La divisione in otto comuni sottrae alla popolazione la sovranità che di diritto le spetta. Avevo già scritto che una comunità unita di fatto ma non a livello istituzionale, è umiliata e costretta a vedere che le decisioni che la riguardano, sbagliate più spesso che giuste, vengono prese da altri. Da “altri”, non “altrove”, perché se è vero che alcune “decisioni fondamentali” sono imposte da Enti esterni, è comunque altrettanto vero che vi sono deliberazioni prese in loco ben al di fuori dei mandati che gli elettori hanno dato agli eletti. Inoltre, la proliferazione dei Comitati indica debolezza della rappresentanza democratica (quindi poca democrazia) e inadeguatezza dell’assetto istituzionale. Quando va bene, è successo in altri paraggi della Toscana (Piombino, Baratti), i Comitati, se hanno hanno unità di intenti, energie e continuità di azione, alla fine costringono le Istituzioni ad accettare il dialogo o si fanno ascoltare. Se non altro, costringono il Comune a fare il consueto capriccio: “questa amministrazione va avanti per la sua strada, forte del mandato affidatole dalla volontà popolare”, segno, questo della lagnosa arroganza di molte delle cosiddette istituzioni democratiche.

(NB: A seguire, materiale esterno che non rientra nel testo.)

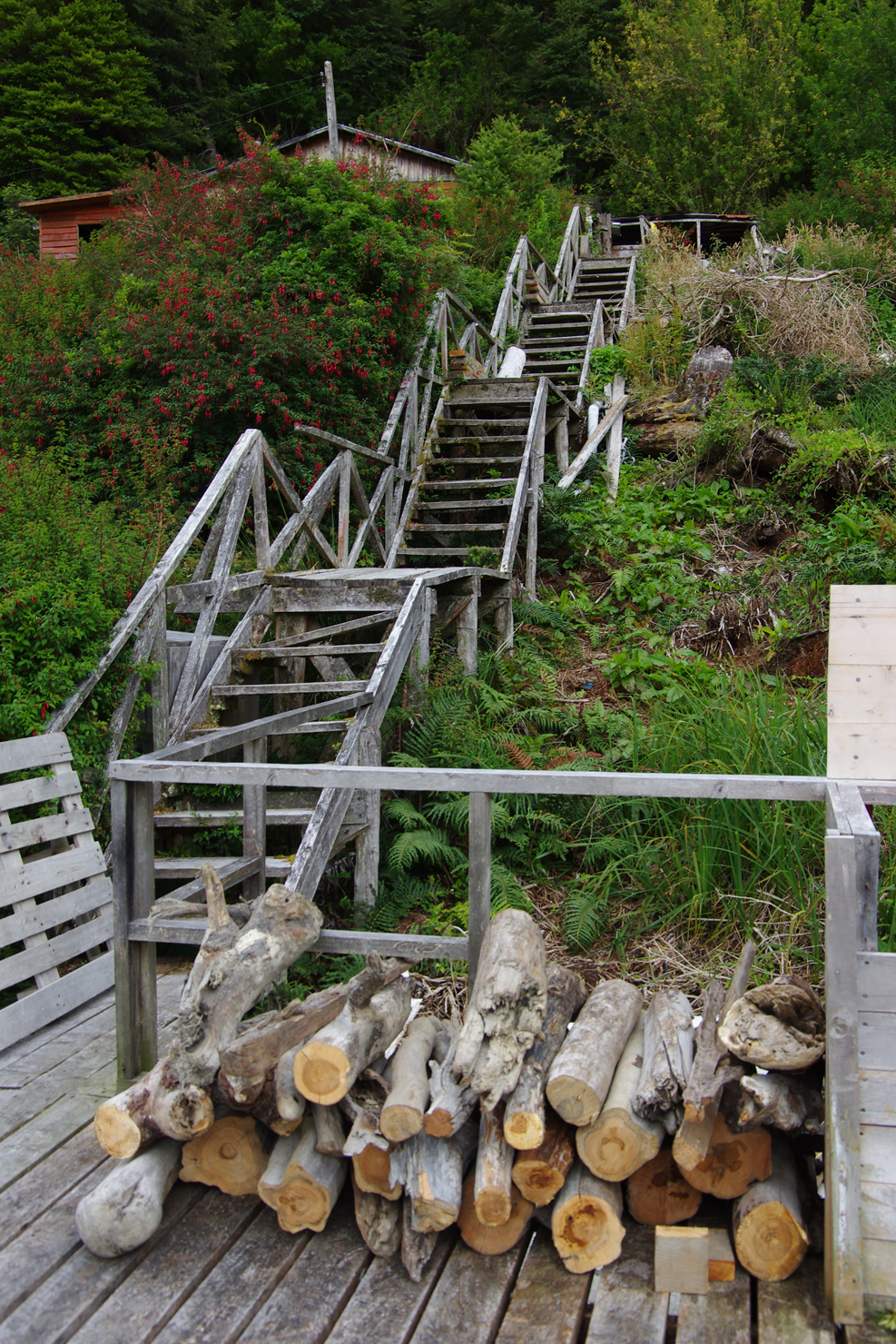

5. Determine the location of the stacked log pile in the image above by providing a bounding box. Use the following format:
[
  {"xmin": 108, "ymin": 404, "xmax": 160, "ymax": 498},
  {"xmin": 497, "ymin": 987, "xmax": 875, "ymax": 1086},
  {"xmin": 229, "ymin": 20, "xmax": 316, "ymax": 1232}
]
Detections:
[{"xmin": 76, "ymin": 865, "xmax": 823, "ymax": 1280}]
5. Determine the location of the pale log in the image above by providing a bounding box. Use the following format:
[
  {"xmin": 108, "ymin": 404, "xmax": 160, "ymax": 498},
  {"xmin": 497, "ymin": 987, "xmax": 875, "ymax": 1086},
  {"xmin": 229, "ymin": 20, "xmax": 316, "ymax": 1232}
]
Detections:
[
  {"xmin": 504, "ymin": 1110, "xmax": 582, "ymax": 1209},
  {"xmin": 575, "ymin": 1012, "xmax": 665, "ymax": 1180},
  {"xmin": 380, "ymin": 1017, "xmax": 450, "ymax": 1143},
  {"xmin": 672, "ymin": 1112, "xmax": 771, "ymax": 1199},
  {"xmin": 389, "ymin": 1121, "xmax": 478, "ymax": 1232},
  {"xmin": 352, "ymin": 1173, "xmax": 401, "ymax": 1260},
  {"xmin": 258, "ymin": 1115, "xmax": 348, "ymax": 1232},
  {"xmin": 626, "ymin": 1148, "xmax": 703, "ymax": 1227},
  {"xmin": 171, "ymin": 863, "xmax": 322, "ymax": 1087},
  {"xmin": 293, "ymin": 975, "xmax": 412, "ymax": 1106},
  {"xmin": 457, "ymin": 1176, "xmax": 533, "ymax": 1255},
  {"xmin": 546, "ymin": 980, "xmax": 642, "ymax": 1125},
  {"xmin": 474, "ymin": 1106, "xmax": 516, "ymax": 1227},
  {"xmin": 551, "ymin": 1162, "xmax": 625, "ymax": 1274},
  {"xmin": 454, "ymin": 910, "xmax": 548, "ymax": 1109},
  {"xmin": 719, "ymin": 975, "xmax": 825, "ymax": 1072},
  {"xmin": 75, "ymin": 1139, "xmax": 182, "ymax": 1260},
  {"xmin": 180, "ymin": 1115, "xmax": 272, "ymax": 1195},
  {"xmin": 633, "ymin": 989, "xmax": 694, "ymax": 1128},
  {"xmin": 94, "ymin": 1056, "xmax": 215, "ymax": 1157},
  {"xmin": 732, "ymin": 1139, "xmax": 809, "ymax": 1283},
  {"xmin": 504, "ymin": 963, "xmax": 587, "ymax": 1151}
]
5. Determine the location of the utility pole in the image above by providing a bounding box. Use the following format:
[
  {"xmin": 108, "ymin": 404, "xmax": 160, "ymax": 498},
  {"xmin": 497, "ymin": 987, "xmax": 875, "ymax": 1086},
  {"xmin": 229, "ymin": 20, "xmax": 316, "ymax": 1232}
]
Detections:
[{"xmin": 324, "ymin": 61, "xmax": 339, "ymax": 163}]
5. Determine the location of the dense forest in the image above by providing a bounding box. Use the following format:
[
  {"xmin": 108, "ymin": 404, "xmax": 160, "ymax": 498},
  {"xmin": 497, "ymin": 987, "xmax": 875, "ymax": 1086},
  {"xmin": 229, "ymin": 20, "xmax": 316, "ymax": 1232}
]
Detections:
[{"xmin": 0, "ymin": 0, "xmax": 896, "ymax": 231}]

Il black-out della comunicazione fra governi e cittadini provoca sprechi e motivate proteste finché si tratta di questioni marginali ed estetiche: le brutte aiuole del centro, il bike-sharing organizzato male, il cartellone degli spettacoli poco o niente pubblicizzato. Il problema è che, spesso, è in gioco il governo del territorio, un fatto molto concreto e per niente astratto, che comprende funzionamento dei trasporti, salute, istruzione, ottimizzazione del bacino di approvvigionamento e delle risorse economiche. Lasciamo da parte, per il momento, la cultura. Quando improvvisazione e frammentazione prevalgono sulle forme di organizzazione e di governo, ecco che allora il mondo che ci circonda, con i suoi paesaggi, non solo diventa più brutto e più sporco ma anche pericoloso. E’ il paesaggio che trasmette le malattie (la terra dei fuochi, in Campania), che va sottacqua dopo due giorni di pioggia (non c’è bisogno di esempi), che viene cementificato fino a diventare inservibile e sterile, non più riproducibile.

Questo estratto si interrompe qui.